I was driving to work this morning and flipped the radio to CNBC (yes, I’m a business nerd). I’m glad I did. One of the guests was talking about why Amazon has succeeded in the internet shopping arena where several others have failed. The host mentioned a bunch of failed internet businesses – pets.com, Webvan, etc. The guest replied, “Jeff Bezos and Amazon aren’t in the internet shopping business; they’re in the customer service business. Everything Amazon does is centered around the customer.”
That statement sums up why Amazon gets a valuation premium vs. other retailers and internet companies. Amazon has expanded from a book seller to sell virtually any product and a lot of services. They’ve been able to enter new markets because they’ve built trust with their customers. I had one “bad” experience with Amazon. My first Kindle went black after I’d had it for less than a few months. Amazon replaced it within 48 hours of me notifying them about the issue. Guess what? When my wife needed a new device, a Kindle was the choice. The phrase turning lemons into lemonade doesn’t do how Amazon handles issues justice. I’ve blogged about Bezos before and if you haven’t read “The Everything Store,” you should pick it up immediately.

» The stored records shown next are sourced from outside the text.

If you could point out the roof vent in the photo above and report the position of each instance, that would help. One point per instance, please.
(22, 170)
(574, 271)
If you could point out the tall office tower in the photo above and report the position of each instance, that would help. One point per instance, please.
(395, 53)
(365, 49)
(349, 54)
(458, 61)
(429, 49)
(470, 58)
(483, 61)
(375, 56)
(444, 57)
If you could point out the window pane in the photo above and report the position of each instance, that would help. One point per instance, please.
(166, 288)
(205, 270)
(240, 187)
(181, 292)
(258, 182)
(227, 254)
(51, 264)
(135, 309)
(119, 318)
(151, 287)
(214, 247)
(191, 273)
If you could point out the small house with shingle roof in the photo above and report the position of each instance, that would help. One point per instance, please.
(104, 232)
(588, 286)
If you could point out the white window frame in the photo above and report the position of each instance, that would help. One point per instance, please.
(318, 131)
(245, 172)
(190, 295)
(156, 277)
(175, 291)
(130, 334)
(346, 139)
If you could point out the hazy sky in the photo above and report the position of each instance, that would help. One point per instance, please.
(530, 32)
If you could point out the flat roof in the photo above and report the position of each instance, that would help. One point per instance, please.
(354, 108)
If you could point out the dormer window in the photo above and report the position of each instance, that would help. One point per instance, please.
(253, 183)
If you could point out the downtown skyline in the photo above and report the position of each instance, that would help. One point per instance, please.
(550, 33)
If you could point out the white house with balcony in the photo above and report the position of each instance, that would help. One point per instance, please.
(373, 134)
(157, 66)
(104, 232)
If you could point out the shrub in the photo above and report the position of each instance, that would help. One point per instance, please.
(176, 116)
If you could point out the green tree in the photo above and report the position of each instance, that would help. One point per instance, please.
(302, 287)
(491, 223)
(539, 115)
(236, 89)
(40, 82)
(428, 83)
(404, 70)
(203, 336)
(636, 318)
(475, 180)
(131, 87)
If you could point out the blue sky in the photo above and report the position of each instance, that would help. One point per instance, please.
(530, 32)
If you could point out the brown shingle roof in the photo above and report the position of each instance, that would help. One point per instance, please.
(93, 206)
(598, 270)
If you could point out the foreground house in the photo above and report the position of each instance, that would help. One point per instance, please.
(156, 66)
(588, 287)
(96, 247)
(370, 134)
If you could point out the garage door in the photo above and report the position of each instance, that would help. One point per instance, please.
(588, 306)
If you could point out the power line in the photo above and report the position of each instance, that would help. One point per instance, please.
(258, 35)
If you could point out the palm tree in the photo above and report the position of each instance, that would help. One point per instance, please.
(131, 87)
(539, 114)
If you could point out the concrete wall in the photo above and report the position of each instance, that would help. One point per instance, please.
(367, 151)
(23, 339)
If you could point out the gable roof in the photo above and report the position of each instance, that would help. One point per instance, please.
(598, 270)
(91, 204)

World class customer service isn’t easy. To accomplish it, you must be world class in your operations. It’s a constant battle to get better and fix issues no matter what your business is. To survive, you must be improving how you do things. But to thrive in the hyper-competitive, instant gratification world we live in today, you must layer world class service on top of your operations. Despite all of our technological advances, people still buy from people and businesses they trust. That will never change.